China provides some cover
Against the broader weakness, China offered a positive. Tesla's China-made vehicle sales rose for a second consecutive quarter, with deliveries for the first two months of 2026 up 35% year-on-year to 127,728 units, including 91% growth in February, according to Wedbush.
Europe, which weighed heavily on Tesla's global numbers last year, has shown signs of stabilising, with the company gaining ground in markets including France. A Dutch regulatory decision on FSD approval is expected this month, which could open the door to a wider European rollout and provide a demand boost in the second half of the year.
Investors look past the car numbers
Wedbush Securities, which maintains an Outperform rating and a $600 price target on the stock, said the soft delivery figures were no shock given the current EV environment. Analyst Dan Ives said the investment focus has shifted firmly towards Tesla's artificial intelligence ambitions, including its robotaxi service, FSD subscription model, and humanoid robotics programme.

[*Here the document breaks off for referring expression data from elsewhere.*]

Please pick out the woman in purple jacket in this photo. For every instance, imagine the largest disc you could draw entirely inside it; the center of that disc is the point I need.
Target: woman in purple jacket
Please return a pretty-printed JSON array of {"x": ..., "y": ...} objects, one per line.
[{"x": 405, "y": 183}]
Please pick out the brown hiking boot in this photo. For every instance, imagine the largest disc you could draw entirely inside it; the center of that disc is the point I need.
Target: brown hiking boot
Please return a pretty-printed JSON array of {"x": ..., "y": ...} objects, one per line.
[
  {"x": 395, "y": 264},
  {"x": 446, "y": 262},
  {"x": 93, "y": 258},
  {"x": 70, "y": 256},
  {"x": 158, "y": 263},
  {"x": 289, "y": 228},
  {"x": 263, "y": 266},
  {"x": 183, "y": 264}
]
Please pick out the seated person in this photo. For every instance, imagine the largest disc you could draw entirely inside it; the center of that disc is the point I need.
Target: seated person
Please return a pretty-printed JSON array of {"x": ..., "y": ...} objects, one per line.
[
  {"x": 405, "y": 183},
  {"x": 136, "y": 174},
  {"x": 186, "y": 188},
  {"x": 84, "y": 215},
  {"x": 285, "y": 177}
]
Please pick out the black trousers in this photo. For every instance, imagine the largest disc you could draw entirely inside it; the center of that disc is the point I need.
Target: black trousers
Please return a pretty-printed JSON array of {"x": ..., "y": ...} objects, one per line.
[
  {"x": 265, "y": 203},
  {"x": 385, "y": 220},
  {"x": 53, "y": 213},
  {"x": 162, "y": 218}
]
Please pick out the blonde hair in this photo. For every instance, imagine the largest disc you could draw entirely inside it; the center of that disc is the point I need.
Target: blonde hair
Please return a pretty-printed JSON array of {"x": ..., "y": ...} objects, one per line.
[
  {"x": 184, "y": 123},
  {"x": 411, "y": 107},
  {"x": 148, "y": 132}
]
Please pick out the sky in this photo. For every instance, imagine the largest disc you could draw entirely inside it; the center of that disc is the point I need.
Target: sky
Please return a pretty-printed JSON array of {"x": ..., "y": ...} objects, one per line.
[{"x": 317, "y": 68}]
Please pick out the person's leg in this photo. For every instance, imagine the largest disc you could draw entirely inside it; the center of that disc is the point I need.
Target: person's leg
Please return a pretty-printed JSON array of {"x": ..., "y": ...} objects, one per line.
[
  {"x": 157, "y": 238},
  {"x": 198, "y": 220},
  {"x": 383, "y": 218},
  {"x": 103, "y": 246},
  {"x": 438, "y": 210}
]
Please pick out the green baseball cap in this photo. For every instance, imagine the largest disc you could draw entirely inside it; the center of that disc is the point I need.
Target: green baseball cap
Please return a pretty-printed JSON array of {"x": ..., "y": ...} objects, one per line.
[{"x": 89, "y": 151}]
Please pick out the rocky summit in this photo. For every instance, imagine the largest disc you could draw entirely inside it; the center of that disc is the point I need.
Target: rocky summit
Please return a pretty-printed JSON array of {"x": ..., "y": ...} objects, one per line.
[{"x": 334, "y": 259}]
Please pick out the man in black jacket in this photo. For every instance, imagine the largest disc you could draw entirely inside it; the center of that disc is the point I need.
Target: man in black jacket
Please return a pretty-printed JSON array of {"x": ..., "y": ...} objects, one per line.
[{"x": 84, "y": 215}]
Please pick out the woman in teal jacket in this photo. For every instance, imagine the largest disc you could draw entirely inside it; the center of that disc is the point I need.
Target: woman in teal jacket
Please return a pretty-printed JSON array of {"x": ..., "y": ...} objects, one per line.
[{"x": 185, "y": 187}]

Tesla has begun rolling out unsupervised robotaxi rides in Austin, with volume production of its Cybercab model due to start in April or May. The company is also converting its former Model S and Model X manufacturing facilities into production lines for its Gen3 Optimus robot, targeting an eventual rate of one million units a year. Wedbush puts total capital expenditure tied to these new factories, including AI compute, at around $20 billion.
FSD moved to a subscription-only model in February, a shift Wedbush expects to push penetration above 50% and reshape Tesla's financial margins over time.